絡脈の構造 (足の太陽の絡脈) [経絡とは]

 この絡脈は、陰の領域と想定している下腿内側を走行する神経を、矛盾なく説明するためのものと考えられます。陽経は神経であるため、陰経である下腿内側の経脈は動・静脈によって構成しています。当然、下腿内側を走行する神経は取り残されます。この矛盾を解消するための方策として絡脈を想定したものと考えられます。

流注
 「…名ハ曰ク飛陽.踝ヲ去ルコト七寸.別レテ少陰ニ走ル…」
流注解釈
 起点となる飛陽穴は、その位置を示す記述は内経中には存在しません。「素問:刺腰痛篇に飛陽脈上の内顆上五寸を刺せ」とする記述はあるものの飛陽穴との関連は不明です。しかしながら、先述した様に、下腿内側への走行を考慮すると、内側腓腹皮神経との吻合点と推測することが打倒と思われます。この流注の記述では果上7寸となっていますので、下腿内側への走行を考慮すると、内側腓腹皮神経との吻合点であると推測することが打倒と思われます。
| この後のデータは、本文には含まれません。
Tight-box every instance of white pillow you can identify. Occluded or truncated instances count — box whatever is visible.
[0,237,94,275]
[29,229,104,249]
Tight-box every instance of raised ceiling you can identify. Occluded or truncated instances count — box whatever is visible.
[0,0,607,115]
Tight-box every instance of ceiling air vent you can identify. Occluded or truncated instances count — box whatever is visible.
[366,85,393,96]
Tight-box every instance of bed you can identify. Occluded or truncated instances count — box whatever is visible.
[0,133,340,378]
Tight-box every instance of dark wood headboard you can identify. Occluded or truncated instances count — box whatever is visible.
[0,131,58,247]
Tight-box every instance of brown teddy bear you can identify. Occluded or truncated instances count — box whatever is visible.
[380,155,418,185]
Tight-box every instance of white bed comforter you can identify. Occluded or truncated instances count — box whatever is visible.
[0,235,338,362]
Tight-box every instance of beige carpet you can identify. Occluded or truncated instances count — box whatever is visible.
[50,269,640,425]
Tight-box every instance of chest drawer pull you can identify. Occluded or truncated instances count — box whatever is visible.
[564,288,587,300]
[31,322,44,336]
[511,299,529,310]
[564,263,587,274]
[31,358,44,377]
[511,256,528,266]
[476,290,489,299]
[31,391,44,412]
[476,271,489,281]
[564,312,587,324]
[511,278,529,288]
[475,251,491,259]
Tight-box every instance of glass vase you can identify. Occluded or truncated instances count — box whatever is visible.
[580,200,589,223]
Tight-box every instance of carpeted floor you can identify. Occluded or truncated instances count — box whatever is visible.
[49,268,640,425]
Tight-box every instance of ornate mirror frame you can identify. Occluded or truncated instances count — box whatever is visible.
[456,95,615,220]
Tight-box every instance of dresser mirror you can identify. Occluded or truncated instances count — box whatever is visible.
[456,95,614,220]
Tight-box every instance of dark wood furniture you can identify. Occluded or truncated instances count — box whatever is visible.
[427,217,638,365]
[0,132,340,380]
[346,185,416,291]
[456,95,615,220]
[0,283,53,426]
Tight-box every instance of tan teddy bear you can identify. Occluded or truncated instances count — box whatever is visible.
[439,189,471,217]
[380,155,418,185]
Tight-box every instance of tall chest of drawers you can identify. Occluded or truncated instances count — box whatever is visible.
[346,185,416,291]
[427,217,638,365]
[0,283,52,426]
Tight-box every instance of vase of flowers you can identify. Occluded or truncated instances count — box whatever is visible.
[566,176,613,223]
この吻合点より脛骨神経へ入りますが、「少陰に走る」とだけ記されており、上下などの方向性も示されていません。恐らく、脛骨神経の分岐点より末梢の全てを含むものと考えられます(A)。

 内側腓腹皮神経との吻合点の高さは個人差が相当あります。内経中で飛陽穴の位置が明記されていなかったのは、部位を特定できなかったことも考えられます。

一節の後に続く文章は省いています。